I’m in Los Angeles, California.

Simon (29:42):

So from LA, and I am in Vienna, Austria, and I feel your energy right now. There is, I guess you can measure it if you want, but I really resonate with somebody who does not fully express themselves. Yes, they are shutting down a part of it. And they are basically, I gave a Ted talk a couple of weeks ago about that, where I said, if you show up as your true self, you are giving permissions to other people to show up. So there is even a rippling effect. First of course, you are, you see that this person is more giving. And, but also the person who comes into a room and is more giving also gives other people permission to people giving to be more themselves. So it's even, there is even a second order effect. There it's even, I think our responsibility as a human being, if you have something to say, say it.

Jamie (30:41):

Yep. I'm with you. I agree. Might drop on that.

Simon (30:46):

Absolutely. And I wasn't thinking about the business side, because there might be also a correlation that when you say, okay, I found my true voice. My energy is higher than of yeah. So sometimes you will get more done also in the other hours because you are more vibrant.

Jamie (31:09):

Yeah. That's the whole, that's the whole strategy, you got it.

Simon (31:16):

Are rolling stone. That is rolling. Is much easier than it just keeps rolling. Then to start it, to push a stone that is not in motion. That's a hard word, but a stone that is emotion. And if you say, Oh, it really fits well together with what you said at the beginning. Just touch it once a day because it keeps in motion. And when it's emotion, it's effortless to keep it in motion.

Jamie (31:42):

Yeah. And then you don't have to deal with the like, Oh, I didn't work on it. I kind of feel crappy about that. And like that, like all those little pieces affect you, you know.

Simon (31:54):

I love it. How do you keep your energy? So, so vibrant. What will you do, especially in this super funky depressing year, how do you stay?

Jamie (32:09):

I work on my own stuff. I work on the stuff that gives me life and gives me energy.
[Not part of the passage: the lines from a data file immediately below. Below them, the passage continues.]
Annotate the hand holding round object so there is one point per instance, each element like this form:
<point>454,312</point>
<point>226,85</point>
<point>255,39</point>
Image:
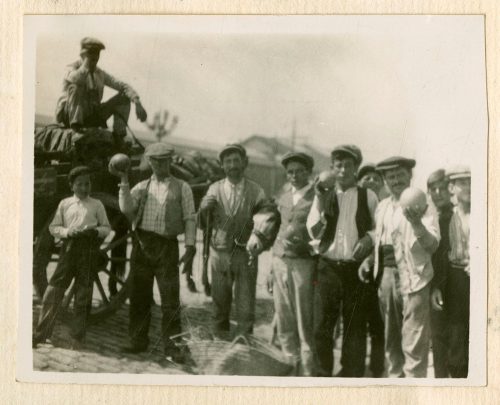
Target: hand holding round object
<point>119,163</point>
<point>414,199</point>
<point>326,179</point>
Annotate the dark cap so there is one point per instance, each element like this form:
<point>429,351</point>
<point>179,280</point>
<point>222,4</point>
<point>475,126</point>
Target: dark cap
<point>232,147</point>
<point>159,150</point>
<point>395,162</point>
<point>351,150</point>
<point>367,168</point>
<point>458,172</point>
<point>78,171</point>
<point>91,44</point>
<point>300,157</point>
<point>434,177</point>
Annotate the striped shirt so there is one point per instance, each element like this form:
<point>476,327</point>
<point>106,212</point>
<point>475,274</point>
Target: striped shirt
<point>86,213</point>
<point>153,217</point>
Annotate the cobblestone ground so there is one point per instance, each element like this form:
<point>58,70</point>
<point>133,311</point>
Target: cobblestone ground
<point>101,351</point>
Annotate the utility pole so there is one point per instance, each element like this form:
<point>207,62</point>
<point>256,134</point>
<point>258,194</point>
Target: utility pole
<point>294,133</point>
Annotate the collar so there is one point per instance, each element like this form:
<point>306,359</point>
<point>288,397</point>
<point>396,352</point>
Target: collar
<point>165,179</point>
<point>338,191</point>
<point>237,185</point>
<point>300,190</point>
<point>76,198</point>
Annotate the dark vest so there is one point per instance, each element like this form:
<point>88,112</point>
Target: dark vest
<point>363,217</point>
<point>234,229</point>
<point>293,223</point>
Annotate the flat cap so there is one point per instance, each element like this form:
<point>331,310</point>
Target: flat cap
<point>367,168</point>
<point>91,44</point>
<point>458,172</point>
<point>159,150</point>
<point>394,162</point>
<point>300,157</point>
<point>434,177</point>
<point>351,150</point>
<point>232,147</point>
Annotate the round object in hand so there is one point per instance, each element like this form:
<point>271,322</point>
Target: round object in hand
<point>414,198</point>
<point>120,162</point>
<point>327,179</point>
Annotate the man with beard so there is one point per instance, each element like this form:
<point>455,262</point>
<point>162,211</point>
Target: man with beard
<point>231,204</point>
<point>338,223</point>
<point>405,239</point>
<point>437,188</point>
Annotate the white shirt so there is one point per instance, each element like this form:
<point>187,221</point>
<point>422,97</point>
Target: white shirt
<point>234,193</point>
<point>346,233</point>
<point>73,212</point>
<point>413,262</point>
<point>297,194</point>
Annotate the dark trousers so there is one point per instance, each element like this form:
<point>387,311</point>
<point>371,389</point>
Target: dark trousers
<point>339,284</point>
<point>450,328</point>
<point>158,258</point>
<point>233,269</point>
<point>371,309</point>
<point>80,110</point>
<point>78,259</point>
<point>440,337</point>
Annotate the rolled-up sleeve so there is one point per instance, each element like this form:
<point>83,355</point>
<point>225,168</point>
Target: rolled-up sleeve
<point>188,215</point>
<point>57,228</point>
<point>103,228</point>
<point>120,86</point>
<point>429,235</point>
<point>316,221</point>
<point>128,200</point>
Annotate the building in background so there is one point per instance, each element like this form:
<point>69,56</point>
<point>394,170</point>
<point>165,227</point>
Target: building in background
<point>264,153</point>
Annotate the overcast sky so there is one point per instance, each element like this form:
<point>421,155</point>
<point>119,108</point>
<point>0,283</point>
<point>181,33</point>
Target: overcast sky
<point>413,86</point>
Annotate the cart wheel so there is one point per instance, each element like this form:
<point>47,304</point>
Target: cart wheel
<point>111,274</point>
<point>104,303</point>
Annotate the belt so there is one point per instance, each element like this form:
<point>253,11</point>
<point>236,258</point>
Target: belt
<point>340,263</point>
<point>456,266</point>
<point>387,255</point>
<point>156,235</point>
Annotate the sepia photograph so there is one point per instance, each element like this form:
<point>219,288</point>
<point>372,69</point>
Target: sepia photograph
<point>254,200</point>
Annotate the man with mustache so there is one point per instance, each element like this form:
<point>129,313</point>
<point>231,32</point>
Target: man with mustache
<point>338,223</point>
<point>437,188</point>
<point>80,105</point>
<point>232,203</point>
<point>405,239</point>
<point>293,265</point>
<point>452,296</point>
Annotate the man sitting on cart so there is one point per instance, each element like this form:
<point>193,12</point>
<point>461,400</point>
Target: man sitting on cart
<point>80,105</point>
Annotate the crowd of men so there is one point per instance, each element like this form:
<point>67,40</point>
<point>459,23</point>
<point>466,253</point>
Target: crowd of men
<point>350,245</point>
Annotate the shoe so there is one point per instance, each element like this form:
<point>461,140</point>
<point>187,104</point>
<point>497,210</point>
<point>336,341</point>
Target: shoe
<point>35,341</point>
<point>133,349</point>
<point>176,355</point>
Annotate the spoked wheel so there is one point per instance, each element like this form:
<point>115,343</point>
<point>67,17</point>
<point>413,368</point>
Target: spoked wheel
<point>110,284</point>
<point>105,303</point>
I work on putting it first, even when it's hard. I lean into support systems. I think that's also a really important piece to express and, you know, I stay physically active and healthy. I meditate, I do energy work on myself and that's really what it comes down to. Yeah, it really is those pieces. It's giving yourself the things that your life and give you energy. And I think I touch on this in my 25 ways e-book, but one of the things that I think we forget is that like, we can make a list of like all the things that actually give us energy and nourish us, right? And so when we're feeling low or down, or exhausted or tired, you know, sometimes we need rest, but sometimes we need to like go fill our bucket with one of the things that gives us life. And it could be, you know, for one person it might be being in nature. For me, it could be like taking a bath, listening to music and doing things that I enjoy. So really being conscious of the things that do bring energy back to you. And again, one of the big pieces is giving love and space and time to these projects that really, that are moving you forward.

Simon (33:30):

It’s so powerful, people. Wonderful. So is there anything I forgot to ask you?

Jamie (33:40):

I don't know, nothing that immediately comes to mind. Yeah, I don't think so.

Simon (33:49):

Cause then I have the honor of the last question. Who should be my next guest?

Jamie (33:54):

So I nominate my friend, Lindsay Padilla as a guest because she's been, you know, shifting her business in a significant way. And I think that it's inspiring to talk about strategic shifts and pivots, especially like I said, 2020 is the year of the pivot. So I think she'll just have so much to say about shifting business models and shifting types of businesses and you know, what the strategic thinking, what type of strategic thinking has to change when you're doing that. If that makes sense. She's been doing a lot of that this year, so I just think have a lot.

Simon (34:31):

I love it. Thank you so much, Jamie, for being on the show, everybody go to jamiejensen.com and raise your energy. Keep rolling.